Je suis un garçon
persévérant. En cette rentrée littéraire 2015 sur les six cents romans
inédits annoncés, soit douze années de lecture à raison d'un
roman par semaine, j'en ai choisi quelques uns dont « Le livre
des Baltimore » de Joêl Dicker l'auteur du best seller « La
Vérité sur l'Affaire Harry Quebert. » vendu à plus de trois
millions d'exemplaires, toutes éditions confondues. Pour en avoir discuté avec ma libraire je
n'en avais pas gardé un souvenir extraordinaire. Elle non plus.
Revenons sur les faits :
« À New York, au printemps 2008, Marcus Goldman, jeune
écrivain à succès, est dans la tourmente: il est incapable
d'écrire le nouveau roman qu'il doit remettre à son éditeur d'ici
quelques mois. »
« Le délai est
près d'expirer quand soudain tout bascule pour lui : son ami et
ancien professeur d'université, Harry Quebert, l'un des écrivains
les plus respectés du pays, est rattrapé par son passé et se
retrouve accusé d avoir assassiné, en 1975, Nola Kellergan, une
jeune fille de 15 ans, avec qui il aurait eu une liaison. »
Sur le quatrième
couverture de mon édition de poche, la phrase de Bernard
Pivot m'avait apostrophé : « Si vous mettez le nez dans
ce gros roman, vous êtes fichu. Vous ne pourrez vous empêcher de
courir jusqu’à la six centième page. » Mon édition en
comptait huit cent cinquante quatre. Je me suis dit « merde !

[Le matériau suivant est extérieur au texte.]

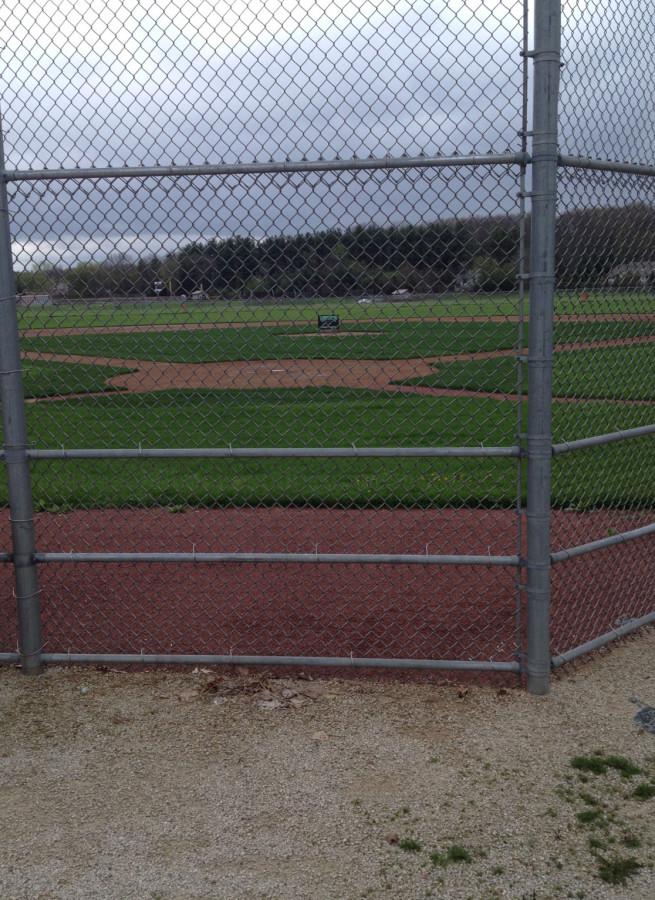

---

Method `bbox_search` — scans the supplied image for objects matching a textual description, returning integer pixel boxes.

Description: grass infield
[22,321,655,363]
[7,388,655,510]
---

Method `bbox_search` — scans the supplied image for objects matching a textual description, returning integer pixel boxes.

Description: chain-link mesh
[0,0,655,676]
[552,2,655,653]
[0,0,525,661]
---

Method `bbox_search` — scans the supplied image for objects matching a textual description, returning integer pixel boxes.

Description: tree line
[17,204,655,300]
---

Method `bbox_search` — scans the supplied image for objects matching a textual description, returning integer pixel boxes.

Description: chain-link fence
[0,0,655,691]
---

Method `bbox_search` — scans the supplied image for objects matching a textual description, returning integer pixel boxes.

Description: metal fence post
[0,123,41,675]
[527,0,561,694]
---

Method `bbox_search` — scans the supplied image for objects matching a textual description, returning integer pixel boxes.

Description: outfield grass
[22,322,655,363]
[14,291,655,329]
[397,345,655,400]
[10,388,655,510]
[19,294,518,329]
[22,360,131,398]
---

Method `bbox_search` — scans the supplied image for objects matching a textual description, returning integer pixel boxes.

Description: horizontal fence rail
[558,156,655,178]
[0,653,519,673]
[6,446,521,459]
[553,425,655,456]
[34,551,520,566]
[5,153,530,182]
[552,612,655,668]
[550,522,655,563]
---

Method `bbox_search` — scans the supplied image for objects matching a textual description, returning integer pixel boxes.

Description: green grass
[598,857,643,884]
[22,322,520,363]
[632,781,655,800]
[22,360,130,398]
[394,344,655,400]
[398,838,423,853]
[22,322,653,360]
[6,388,655,512]
[14,291,655,329]
[571,753,642,776]
[430,844,473,866]
[19,294,524,329]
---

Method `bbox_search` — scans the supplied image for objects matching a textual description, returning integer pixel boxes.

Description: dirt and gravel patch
[0,632,655,900]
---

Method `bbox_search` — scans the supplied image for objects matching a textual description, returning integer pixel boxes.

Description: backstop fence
[0,0,655,693]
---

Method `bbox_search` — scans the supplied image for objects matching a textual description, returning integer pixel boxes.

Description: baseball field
[2,293,655,660]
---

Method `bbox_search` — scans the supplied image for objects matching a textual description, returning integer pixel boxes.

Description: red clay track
[0,509,655,660]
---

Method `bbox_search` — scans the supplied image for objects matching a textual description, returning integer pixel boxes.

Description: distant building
[16,294,52,306]
[605,260,655,288]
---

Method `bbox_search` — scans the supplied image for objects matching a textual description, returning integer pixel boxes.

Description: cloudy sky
[0,0,652,267]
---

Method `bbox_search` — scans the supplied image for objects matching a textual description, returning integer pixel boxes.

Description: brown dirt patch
[23,335,655,403]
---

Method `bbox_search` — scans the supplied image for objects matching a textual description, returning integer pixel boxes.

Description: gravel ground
[0,632,655,900]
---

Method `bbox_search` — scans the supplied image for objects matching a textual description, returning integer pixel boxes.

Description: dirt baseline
[23,335,655,403]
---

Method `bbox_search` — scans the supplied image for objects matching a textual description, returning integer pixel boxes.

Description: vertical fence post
[0,122,41,675]
[527,0,561,694]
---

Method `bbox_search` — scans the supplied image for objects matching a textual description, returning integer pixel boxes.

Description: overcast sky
[0,0,652,267]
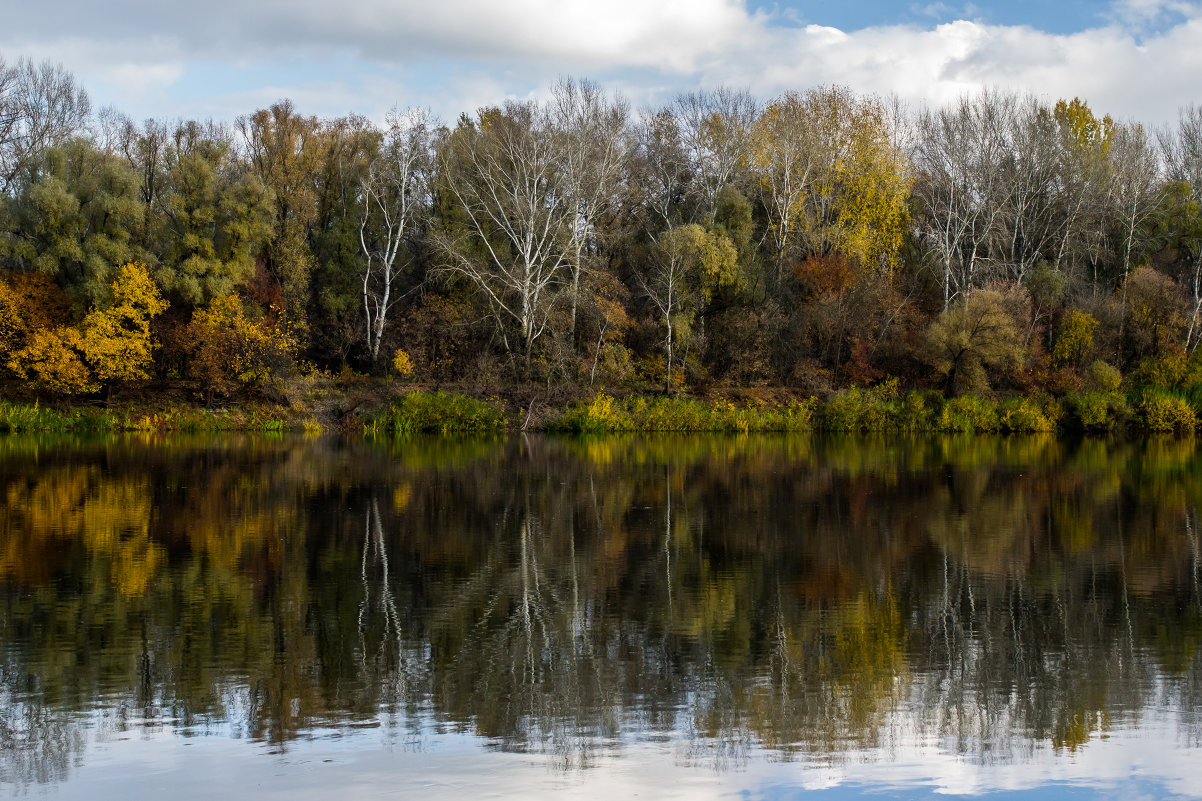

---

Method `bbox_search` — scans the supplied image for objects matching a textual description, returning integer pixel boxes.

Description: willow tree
[154,123,273,307]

Bernard n'a pas fini le bouquin, avant de comprendre qu'il parlait de
l'édition originale en grand format. Quoi qu'il en soit en
m'attelant à ma lecture, j'ai couru, comme il me l'était demandé.
En bout de course, le livre refermé je me rendis aux vestiaires, enfilais un survêtement et
restais dubitatif. Tout d'abord « Les origines du mal »
ce roman dans le roman considéré comme un chef d’œuvre de la
littérature américaine avec des envolées lyriques telles que :
« « Ma tendre chérie, vous ne devez jamais mourir. Vous
êtes un ange. Les anges ne meurent jamais. Voyez comme je ne suis
jamais loin de vous. Séchez vos larmes, je vous en supplie ».
Heureusement que William Styron, l'auteur du Choix de Sophie et de La
Proie des flammes, n'était plus de ce monde pour lire pareilles
fadaises. Et moi de reprendre quitte à frôler le Nobel :
« Nola, je t'aime, tu m'aimes mais notre amour est impossible.»
avant de découvrir plus loin que Nola est habitée par sa mère et
de pointer un crucifix sur mon exemplaire en hurlant « Louisa,
bordel de merde sort du corps de Nola et qu'on en finisse ! ».
Tandis que nos académiciens rêvait au fil des pages à une
relation buccale avec Nola, spécialiste du genre, au même titre que
les jurés du Goncourt des lycéens ils octroyaient à ce roman parfois
indigeste et souvent laborieux deux prestigieux prix littéraires.
Je sais, je suis très
sévère avec ce roman qui a conquit un très large public ce qui est loin d'être le cas
pour bon nombre d'écrivains, mais comme le dit Harry à Marcus
« …écrire c'est comme boxer, mais c'est aussi comme courir
(…) si vous avez la force morale d'accomplir les longues courses,
sous la pluie, dans le froid, si vous avez la force de continuer
jusqu'au bout, d'y mettre toutes, tut votre cœur, et d'arriver à
votre but, alors vous serez capable d'écrire. Ne laissez jamais la
fatigue ni la peur vous en empêcher. »
Alors, j'avais couru
d'une foulée souple avant de connaître quelques difficultés
respiratoires et un début de point de coté en arrivant notamment à
la page sept cent quatre vingt cinq où, comme Lansdane, le chef de
la police d'état, je m'exclamais : « Perry...on ne peut
plus continuer. (…) D'abord c'était Quebert, après Caleb,
maintenant le père, ou le Bon Dieu. » A ce stade de l'enquête
après bien des révélations, manipulations, fausses pistes et coups
de théâtre j'étais comme lui. J'ai posé mon dossard sur le bureau
question de reprendre mon souffle, et jeté l'éponge avant le gong
final.
Joêl Dicker, La Vérité sur l'Affaire Harry Quebert, De Fallois Poche.